Get your daily dose of tech!

We Shape Your Knowledge

The Knowledge Architecture: the infrastructure enabling effective and reliable AI agents

Kirey Advisory

  

    Companies have been generating and accumulating data for decades across systems such as ERP, CRM, Excel spreadsheets, Data Warehouses, application logs, emails, documents, and files in the most diverse formats. It is an enormous, distributed, more or less accessible, and sometimes redundant asset. And yet, if we asked an analyst, a manager, or a new employee what operating margin means for the company and how it is calculated, we would likely receive uncertain or even conflicting answers. Why does this happen, and how can it be solved?

    Key Points

    • Without a shared Knowledge Architecture, AI agents cannot correctly interpret the meaning of enterprise data: an explicit and governed semantic layer is needed to transform fragmented information into reliable knowledge.
    •  Knowledge Architecture is built through an evolutionary journey composed of different progressive layers: starting from the Conceptual Data Model and evolving toward Knowledge Graphs and Semantic Layers. Each phase produces structured information assets that feed the next one.
    • Governance of the Knowledge Architecture is an architectural necessity, because AI agents base decisions and actions on what they understand from the semantic layer: outdated definitions, incorrect relationships, or insufficient controls risk propagating errors across workflows and interconnected processes.
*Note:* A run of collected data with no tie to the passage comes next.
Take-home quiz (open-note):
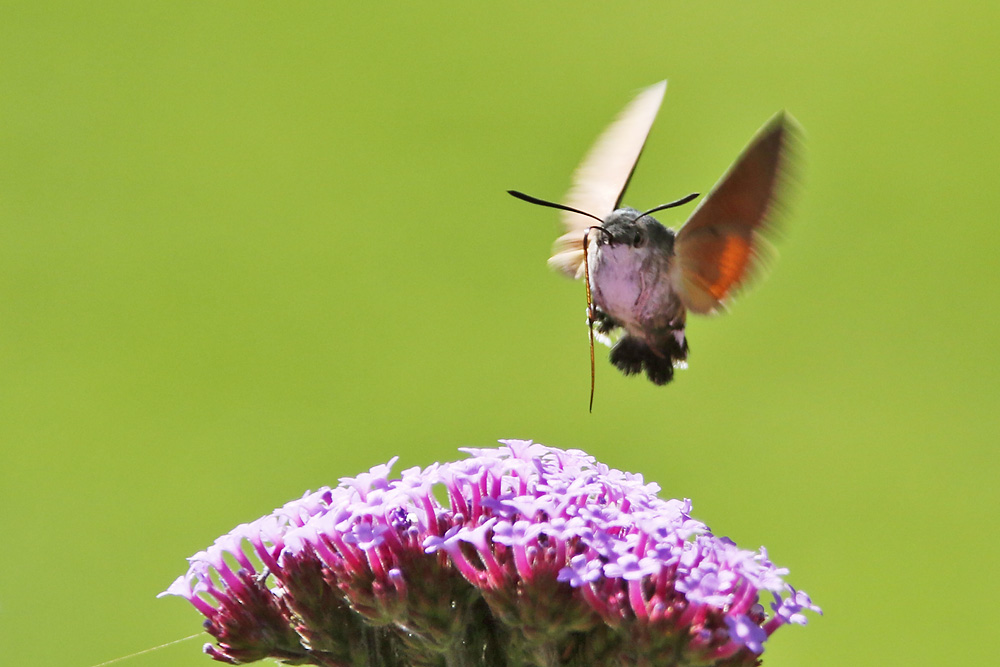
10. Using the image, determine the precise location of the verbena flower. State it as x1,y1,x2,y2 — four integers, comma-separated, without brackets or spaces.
161,440,820,666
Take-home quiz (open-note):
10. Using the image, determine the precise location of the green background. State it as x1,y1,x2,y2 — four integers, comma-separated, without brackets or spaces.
2,3,997,665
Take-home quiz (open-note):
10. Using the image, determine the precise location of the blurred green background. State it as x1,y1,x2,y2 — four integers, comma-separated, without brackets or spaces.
2,2,997,665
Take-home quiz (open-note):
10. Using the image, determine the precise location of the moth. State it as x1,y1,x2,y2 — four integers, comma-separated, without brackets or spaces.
509,80,796,408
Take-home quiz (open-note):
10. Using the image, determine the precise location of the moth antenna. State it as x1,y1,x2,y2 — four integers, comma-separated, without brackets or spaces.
633,192,700,220
508,190,606,224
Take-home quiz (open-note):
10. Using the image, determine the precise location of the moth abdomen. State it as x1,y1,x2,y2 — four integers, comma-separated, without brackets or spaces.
609,330,688,386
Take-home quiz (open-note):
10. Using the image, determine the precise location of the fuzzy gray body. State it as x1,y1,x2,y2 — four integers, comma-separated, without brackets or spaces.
588,207,688,385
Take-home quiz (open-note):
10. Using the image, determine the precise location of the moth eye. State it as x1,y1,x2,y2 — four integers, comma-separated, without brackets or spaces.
633,230,644,246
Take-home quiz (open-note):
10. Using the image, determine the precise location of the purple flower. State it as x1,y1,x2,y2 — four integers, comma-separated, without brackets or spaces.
162,441,820,665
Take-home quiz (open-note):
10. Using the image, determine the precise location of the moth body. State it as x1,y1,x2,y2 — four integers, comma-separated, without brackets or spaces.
588,208,688,384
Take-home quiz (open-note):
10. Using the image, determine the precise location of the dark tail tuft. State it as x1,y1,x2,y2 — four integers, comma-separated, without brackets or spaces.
608,330,688,386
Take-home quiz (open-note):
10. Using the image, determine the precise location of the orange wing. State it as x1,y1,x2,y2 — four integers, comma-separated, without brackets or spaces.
672,112,797,314
549,81,667,278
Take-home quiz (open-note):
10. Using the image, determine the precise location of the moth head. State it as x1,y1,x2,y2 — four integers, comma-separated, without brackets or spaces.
600,207,677,250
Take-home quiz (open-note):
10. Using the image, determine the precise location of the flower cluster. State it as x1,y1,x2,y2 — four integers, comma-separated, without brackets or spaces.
162,441,819,666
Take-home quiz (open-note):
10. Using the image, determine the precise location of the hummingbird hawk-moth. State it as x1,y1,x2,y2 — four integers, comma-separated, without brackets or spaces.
509,80,796,409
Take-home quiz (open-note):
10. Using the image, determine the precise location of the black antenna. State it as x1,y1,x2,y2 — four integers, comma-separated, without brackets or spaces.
508,190,605,224
633,192,700,220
    A widespread problem: the lack of a common language and a unified understanding of enterprise data

    The problem just described is well known, but with the rise of AI agents — autonomous systems capable of reading, querying, reasoning over enterprise data, and sometimes making decisions and taking actions — the issue becomes critical. The reason is that an AI agent cannot easily “infer from context” what the company means by active customer, finished product, or net revenue. It needs an explicit, formal, and navigable semantic contract. It needs a Knowledge Architecture.


    Designer-1

    Knowledge Architecture:  four concepts, one single chain  

    Before exploring how to build this Knowledge Architecture, it is necessary to clearly understand four different expressions that are often misused or overlapped: Conceptual Data Model, Ontology, Knowledge Graph, and Semantic Layer. They are not synonyms, but different layers of a single architecture, each with a very specific role.

    Conceptual Data Model, the representation of the business world (Layer 1)

    The Conceptual Data Model (CDM) is the starting point of Knowledge Architecture. It is a conceptual representation of the business context, independent of any technology used for creating, acquiring, or managing data. Its purpose is to represent the entities most relevant to the business (for example: customer, product, supplier, sales order, invoice, accounting entry, employee, etc.) and how they relate to one another (for example: a customer places orders, an order contains products). In some contexts, if the CDM is not excessively complex or when considered useful, the main attributes characterizing each entity may also be included, or it may be enriched with information such as: entity definition, owner of the definition, business domain, etc.

    The CDM does not refer to information systems, tables, databases, APIs, and so on; it serves to represent the business as conceived by the organization itself. It is written in natural language, often represented through ER or UML diagrams, and must be understandable both to the CTO and to the sales manager or accounting employee. Its role in the Knowledge Architecture is fundamental: it provides the conceptual “raw material” from which the formal structures of the upper layers are built.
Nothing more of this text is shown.